Italian Formula Three career
- Debut season: 2009
- Current team: Arco Motorsport
- Categorisation: FIA Gold (until 2015, 2024–) FIA Silver (2016–2023)
- Car number: 9
- Former teams: BVM–Target Racing Lucidi Motors Prema Junior
- Starts: 37
- Wins: 2
- Poles: 3
- Fastest laps: 2
- Best finish: 9th in 2010

Previous series
- 2008: Formula Azzurra

Championship titles
- 2008: Formula Azzurra

= Edoardo Liberati =

Italian racing driver

Edoardo Liberati (born 18 December 1992) is an Italian professional racing driver.

==Career==

===Karting===
Liberati began karting in 2006 in the Italian 100 Junior Championship, finishing as runner–up in the series the following year. In the same year, he also finished second in the Lazio Regional Championship.

===Formula Azzurra===
Liberati began his single-seater career in 2008 by participating in the Formula Azzurra series in his native Italy. During the season he took victories at Magione and Misano along with five further podiums to win the title by 12 points from Greek driver Stefanos Kamitsakis.

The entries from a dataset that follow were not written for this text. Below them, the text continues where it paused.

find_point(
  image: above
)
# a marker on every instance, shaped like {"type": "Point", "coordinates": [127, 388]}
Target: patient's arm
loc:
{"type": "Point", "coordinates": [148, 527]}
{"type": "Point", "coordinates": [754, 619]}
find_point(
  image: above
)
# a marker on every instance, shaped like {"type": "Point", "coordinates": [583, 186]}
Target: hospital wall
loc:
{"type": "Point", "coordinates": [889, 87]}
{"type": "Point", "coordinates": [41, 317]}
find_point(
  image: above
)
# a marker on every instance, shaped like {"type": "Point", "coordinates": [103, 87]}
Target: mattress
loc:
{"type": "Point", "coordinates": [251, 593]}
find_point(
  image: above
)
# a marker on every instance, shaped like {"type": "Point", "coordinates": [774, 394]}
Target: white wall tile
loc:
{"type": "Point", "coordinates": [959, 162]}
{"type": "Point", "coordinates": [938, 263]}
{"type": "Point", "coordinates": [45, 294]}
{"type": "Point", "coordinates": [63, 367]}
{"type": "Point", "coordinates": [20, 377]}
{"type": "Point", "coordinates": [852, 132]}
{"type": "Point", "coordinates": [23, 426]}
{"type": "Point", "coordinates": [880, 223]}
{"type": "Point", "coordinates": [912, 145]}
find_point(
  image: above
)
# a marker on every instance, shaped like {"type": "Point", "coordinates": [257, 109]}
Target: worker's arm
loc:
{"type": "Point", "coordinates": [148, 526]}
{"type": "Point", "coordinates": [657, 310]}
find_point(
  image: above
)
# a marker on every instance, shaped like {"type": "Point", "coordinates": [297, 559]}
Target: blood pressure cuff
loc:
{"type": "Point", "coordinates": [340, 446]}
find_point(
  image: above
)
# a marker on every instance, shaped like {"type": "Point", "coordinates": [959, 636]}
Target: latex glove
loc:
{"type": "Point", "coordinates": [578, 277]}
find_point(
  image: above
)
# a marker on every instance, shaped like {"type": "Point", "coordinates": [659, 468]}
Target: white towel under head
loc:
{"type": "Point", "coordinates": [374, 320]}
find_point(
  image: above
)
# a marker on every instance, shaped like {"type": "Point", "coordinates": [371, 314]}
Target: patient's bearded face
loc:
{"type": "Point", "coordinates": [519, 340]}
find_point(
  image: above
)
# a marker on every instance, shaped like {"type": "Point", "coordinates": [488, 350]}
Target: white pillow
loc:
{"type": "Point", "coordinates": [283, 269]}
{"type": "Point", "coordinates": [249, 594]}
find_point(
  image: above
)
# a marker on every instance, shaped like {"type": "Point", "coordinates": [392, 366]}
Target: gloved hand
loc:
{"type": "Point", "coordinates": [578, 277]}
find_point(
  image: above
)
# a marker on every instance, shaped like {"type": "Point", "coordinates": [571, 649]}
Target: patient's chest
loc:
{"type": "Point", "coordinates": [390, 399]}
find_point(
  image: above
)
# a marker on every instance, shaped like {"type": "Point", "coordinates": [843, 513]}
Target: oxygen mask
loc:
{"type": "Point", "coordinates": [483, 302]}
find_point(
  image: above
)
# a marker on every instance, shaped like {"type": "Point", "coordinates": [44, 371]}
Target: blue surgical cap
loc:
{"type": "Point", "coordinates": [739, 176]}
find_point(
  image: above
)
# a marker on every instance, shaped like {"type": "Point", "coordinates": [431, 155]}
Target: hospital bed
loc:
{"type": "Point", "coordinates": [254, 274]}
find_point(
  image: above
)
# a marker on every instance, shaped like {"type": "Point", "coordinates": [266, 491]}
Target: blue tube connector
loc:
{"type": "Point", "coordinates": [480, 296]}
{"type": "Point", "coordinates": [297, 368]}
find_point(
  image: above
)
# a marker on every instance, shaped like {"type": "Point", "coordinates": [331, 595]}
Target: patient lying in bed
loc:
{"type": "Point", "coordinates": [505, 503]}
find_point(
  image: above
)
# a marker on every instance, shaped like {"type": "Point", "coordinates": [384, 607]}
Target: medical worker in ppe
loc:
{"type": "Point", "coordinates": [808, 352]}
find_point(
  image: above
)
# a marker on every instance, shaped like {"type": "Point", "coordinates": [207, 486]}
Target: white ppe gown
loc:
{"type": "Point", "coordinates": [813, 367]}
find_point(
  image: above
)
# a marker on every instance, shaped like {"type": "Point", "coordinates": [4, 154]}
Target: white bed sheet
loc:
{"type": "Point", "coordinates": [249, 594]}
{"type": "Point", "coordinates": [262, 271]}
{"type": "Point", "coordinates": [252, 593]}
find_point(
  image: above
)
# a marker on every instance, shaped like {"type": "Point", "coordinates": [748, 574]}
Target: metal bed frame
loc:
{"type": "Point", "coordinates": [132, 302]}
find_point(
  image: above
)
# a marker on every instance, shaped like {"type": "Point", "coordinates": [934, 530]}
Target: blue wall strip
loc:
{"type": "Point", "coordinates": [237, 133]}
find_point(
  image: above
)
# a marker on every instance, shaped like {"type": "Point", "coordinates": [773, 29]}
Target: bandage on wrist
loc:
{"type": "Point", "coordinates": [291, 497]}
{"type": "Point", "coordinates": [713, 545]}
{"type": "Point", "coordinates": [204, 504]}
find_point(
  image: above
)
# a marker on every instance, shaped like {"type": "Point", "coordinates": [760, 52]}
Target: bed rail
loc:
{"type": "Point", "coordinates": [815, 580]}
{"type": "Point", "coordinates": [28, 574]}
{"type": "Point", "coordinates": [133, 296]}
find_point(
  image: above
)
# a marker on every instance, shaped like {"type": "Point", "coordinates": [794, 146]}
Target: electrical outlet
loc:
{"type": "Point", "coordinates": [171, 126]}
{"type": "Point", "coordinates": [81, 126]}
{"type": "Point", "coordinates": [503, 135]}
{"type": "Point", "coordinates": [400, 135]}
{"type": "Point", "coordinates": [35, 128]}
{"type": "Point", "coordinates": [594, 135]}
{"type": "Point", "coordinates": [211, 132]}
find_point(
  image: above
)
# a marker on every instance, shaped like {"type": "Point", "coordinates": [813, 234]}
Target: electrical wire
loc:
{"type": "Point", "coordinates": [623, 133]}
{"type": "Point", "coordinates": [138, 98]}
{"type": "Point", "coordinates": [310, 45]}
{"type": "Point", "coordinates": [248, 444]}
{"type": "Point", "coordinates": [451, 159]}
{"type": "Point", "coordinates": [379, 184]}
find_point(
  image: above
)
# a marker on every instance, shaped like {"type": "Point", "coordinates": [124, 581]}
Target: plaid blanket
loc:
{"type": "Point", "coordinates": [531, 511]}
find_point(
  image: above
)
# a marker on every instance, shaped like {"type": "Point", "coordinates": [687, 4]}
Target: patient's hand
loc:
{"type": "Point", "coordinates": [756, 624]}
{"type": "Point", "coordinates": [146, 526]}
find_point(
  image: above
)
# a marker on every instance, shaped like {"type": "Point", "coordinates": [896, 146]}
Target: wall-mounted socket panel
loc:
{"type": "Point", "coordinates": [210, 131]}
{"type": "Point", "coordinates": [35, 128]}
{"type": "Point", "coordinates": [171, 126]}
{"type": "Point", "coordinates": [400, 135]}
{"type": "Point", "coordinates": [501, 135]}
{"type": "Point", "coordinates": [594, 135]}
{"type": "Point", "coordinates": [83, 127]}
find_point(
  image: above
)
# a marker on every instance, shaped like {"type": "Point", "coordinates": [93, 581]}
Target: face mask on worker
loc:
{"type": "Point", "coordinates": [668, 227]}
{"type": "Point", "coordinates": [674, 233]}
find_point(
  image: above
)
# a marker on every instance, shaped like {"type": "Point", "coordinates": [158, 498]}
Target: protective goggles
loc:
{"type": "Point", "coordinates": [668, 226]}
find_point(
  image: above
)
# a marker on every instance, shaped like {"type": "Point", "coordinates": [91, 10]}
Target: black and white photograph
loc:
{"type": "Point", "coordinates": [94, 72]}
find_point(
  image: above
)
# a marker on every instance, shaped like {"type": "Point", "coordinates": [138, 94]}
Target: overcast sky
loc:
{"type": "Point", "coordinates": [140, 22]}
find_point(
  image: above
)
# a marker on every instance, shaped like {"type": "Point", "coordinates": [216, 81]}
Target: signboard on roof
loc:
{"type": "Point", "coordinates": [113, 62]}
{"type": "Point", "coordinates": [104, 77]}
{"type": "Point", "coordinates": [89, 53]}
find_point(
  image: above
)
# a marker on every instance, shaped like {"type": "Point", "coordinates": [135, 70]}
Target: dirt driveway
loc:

===Italian Formula Three===
The following season, Liberati moved up to the Italian Formula Three Championship, joining the BVM–Target Racing team alongside Formula Renault graduate Daniel Zampieri. He contested the first four rounds of the season before moving to rival outfit Lucidi Motors to replace fellow Italian Marco Zipoli, who in turn took Liberati's seat at BVM–Target. He finished in the points on five occasions to be classified 13th in the standings. He also finished fourth in the rookie classification.

Liberati continued in the series in 2010, switching teams to join Andrea Caldarelli and Samuele Buttarelli at the Prema Junior squad. He finished 9th in the standings after securing two podium places at Vallelunga and Monza. He finished level on points with the EuroInternational entry of Gabriel Chaves, but was classified ahead of him on countback.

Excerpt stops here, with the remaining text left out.